Students set the two observation times using slider bars at the top of the screen. Clicking a button runs the simulation. That produces an animated display of the falling diver, and leaves two ghost images, one red and one green, at the positions of the specified times. The white text window shows the computation of average speed between to the two specified times.

The second screen shows the same simulation, but adds a graph for average velocity versus one specified time. See the screen image below.

One of the times is held fixed, and the students systematically vary the other time. For each value of this variable time, running the simulation results in a computed average velocity. These values are plotted as a function of the variable time. The results fall on a line. There is no point on this line when the variable and fixed times are equal. However, it is clear from the graph how to interpolate the position of the missing point. That interpolation corresponds to the limit definition of instantaneous velocity.

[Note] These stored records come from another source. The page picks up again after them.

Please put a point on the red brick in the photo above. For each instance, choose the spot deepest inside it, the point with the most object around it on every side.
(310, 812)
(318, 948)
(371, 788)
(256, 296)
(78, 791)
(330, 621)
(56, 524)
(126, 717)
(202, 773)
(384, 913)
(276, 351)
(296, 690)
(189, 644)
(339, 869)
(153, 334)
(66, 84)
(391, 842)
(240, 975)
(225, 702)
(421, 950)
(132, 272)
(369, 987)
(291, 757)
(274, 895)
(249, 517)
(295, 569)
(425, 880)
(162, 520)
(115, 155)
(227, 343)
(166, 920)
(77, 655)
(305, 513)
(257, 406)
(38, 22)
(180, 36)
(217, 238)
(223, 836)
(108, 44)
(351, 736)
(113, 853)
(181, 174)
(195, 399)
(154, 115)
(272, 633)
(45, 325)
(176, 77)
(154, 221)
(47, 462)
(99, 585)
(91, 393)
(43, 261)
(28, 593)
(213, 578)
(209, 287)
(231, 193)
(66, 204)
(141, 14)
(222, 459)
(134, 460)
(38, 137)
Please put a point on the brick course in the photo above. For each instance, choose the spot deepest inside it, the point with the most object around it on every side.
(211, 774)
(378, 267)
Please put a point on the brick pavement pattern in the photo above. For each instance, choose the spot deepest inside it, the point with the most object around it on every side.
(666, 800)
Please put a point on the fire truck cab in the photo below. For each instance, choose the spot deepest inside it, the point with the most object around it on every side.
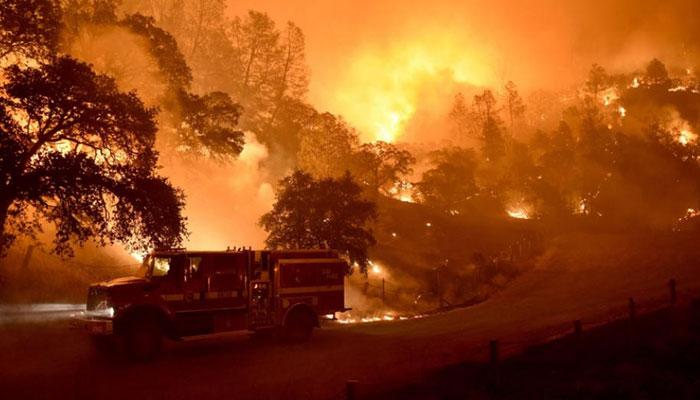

On the final screen, the calculation of average velocity is related to the slope of a chord on the standard graph of position versus time. See the screen image below.

This time there is no simulation shown. Instead, the computation of average velocity is made as before, and shown to be the same as computing a slope of a chord. By holding one time fixed, and varying the other, students can observe that their computations of velocity at one precise instant amounts to finding the slope of a tangent line.